Population Theory Malthus believed that people in general had an insatiable desire for sexual pleasure. As a consequence, unchecked reproduction by an immoral lower class would lead to geometric (exponential) increases in population" and double every 25 years. According to Malthus, the problem lied in the fact that food supply limited the quantity of population that an area can support. Specifically, agriculture productivity would gradually diminish because of decreasing soil fertility availability, and agriculture production would not be able to keep up with population growth. In other words, Malthus believed that the population would naturally increase faster than the amount of food that could be produced to feed them, and ultimately, starvation would limit population growth.

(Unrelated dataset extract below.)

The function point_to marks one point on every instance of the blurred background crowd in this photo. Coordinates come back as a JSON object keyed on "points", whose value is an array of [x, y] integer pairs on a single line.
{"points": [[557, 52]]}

For Malthus, the ultimate difference between the rich and the poor was the high moral character of the rich. Population growth rates could be kept in check using both positive means (famine, plague, war, starvation) and preventive methods (sterility, abstinence, birth control). However, only the wealthy or moral upper class of people would show restraint. So, if everyone's wealth and income increased through reforms that had the effect of wealth or income redistribution, the majority of people, especially the lower class, would respond by having more children causing the majority of people to return again to their subsistence level of living. Therefore, because any policy that favored or helped the lower working class resulted in a redistribution of wealth and income that merely had the effect to increase the number of poor, Malthus opposed any such policy.